Interface that defines an API for forward-only iteration
on text objects.
This is a minimal interface for iteration without random access
or backwards iteration. It is especially useful for wrapping
streams with converters into an object for collation or
normalization.
Characters can be accessed in two ways: as code units or as
code points.
Unicode code points are 21-bit integers and are the scalar values
of Unicode characters. ICU uses the type int for them.
Unicode code units are the storage units of a given
Unicode/UCS Transformation Format (a character encoding scheme).
With UTF-16, all code points can be represented with either one
or two code units ("surrogates").
String storage is typically based on code units, while properties
of characters are typically determined using code point values.

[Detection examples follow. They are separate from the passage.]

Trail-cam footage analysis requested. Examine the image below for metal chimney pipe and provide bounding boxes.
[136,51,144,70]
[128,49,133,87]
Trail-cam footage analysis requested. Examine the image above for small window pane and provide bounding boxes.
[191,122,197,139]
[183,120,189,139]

Some processes may be designed to work with sequences of code units,
or it may be known that all characters that are important to an
algorithm can be represented with single code units.

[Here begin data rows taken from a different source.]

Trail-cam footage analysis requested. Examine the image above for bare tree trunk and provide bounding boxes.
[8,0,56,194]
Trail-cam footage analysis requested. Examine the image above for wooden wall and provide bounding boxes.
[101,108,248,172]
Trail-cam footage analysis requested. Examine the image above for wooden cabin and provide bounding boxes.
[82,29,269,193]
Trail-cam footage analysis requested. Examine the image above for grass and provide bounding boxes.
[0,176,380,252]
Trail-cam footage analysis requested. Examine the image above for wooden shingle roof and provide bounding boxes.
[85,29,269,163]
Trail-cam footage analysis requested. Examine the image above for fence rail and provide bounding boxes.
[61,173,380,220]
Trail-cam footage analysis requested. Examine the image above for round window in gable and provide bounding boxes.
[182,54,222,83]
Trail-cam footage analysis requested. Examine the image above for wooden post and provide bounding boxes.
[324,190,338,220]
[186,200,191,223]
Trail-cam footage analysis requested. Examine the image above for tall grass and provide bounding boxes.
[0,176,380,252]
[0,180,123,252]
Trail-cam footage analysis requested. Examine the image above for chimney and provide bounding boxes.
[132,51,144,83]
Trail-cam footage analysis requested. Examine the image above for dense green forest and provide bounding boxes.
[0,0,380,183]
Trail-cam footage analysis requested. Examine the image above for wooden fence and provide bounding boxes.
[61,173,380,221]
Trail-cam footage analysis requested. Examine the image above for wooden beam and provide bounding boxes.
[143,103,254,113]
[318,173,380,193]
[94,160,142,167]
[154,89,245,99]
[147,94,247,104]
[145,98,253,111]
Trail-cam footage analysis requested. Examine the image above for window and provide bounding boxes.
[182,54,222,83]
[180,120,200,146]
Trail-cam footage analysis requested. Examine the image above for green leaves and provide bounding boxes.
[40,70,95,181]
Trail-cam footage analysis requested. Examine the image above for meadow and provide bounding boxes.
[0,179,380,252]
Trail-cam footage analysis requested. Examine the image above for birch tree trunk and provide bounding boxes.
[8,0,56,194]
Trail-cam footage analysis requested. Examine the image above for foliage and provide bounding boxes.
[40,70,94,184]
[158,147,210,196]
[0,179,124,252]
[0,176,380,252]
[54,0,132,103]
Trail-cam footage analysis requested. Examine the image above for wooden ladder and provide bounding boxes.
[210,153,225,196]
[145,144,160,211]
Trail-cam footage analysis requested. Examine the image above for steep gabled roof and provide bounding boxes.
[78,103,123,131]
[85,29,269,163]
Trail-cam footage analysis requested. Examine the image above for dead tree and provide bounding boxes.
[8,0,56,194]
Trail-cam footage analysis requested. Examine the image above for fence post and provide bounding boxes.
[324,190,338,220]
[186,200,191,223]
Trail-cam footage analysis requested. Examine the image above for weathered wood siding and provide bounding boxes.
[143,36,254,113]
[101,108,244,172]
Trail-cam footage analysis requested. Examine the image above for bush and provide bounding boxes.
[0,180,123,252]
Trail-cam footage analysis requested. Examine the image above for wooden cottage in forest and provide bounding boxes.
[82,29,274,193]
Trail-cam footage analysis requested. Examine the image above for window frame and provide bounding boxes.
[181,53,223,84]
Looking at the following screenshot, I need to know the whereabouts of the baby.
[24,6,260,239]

Other processes will need to use the code point access functions.
ForwardCharacterIterator provides next() to access
a code unit and advance an internal position into the text object,
similar to a return text[position++] .
It provides nextCodePoint() to access a code point and advance an internal
position.
nextCodePoint() assumes that the current position is that of
the beginning of a code point, i.e., of its first code unit.
After nextCodePoint(), this will be true again.
In general, access to code units and code points in the same
iteration loop should not be mixed. In UTF-16, if the current position
is on a second code unit (Low Surrogate), then only that code unit
is returned even by nextCodePoint().
Usage:
public void function1(UForwardCharacterIterator it) {
int c;
while((c=it.next())!=UForwardCharacterIterator.DONE) {
// use c
}
}
|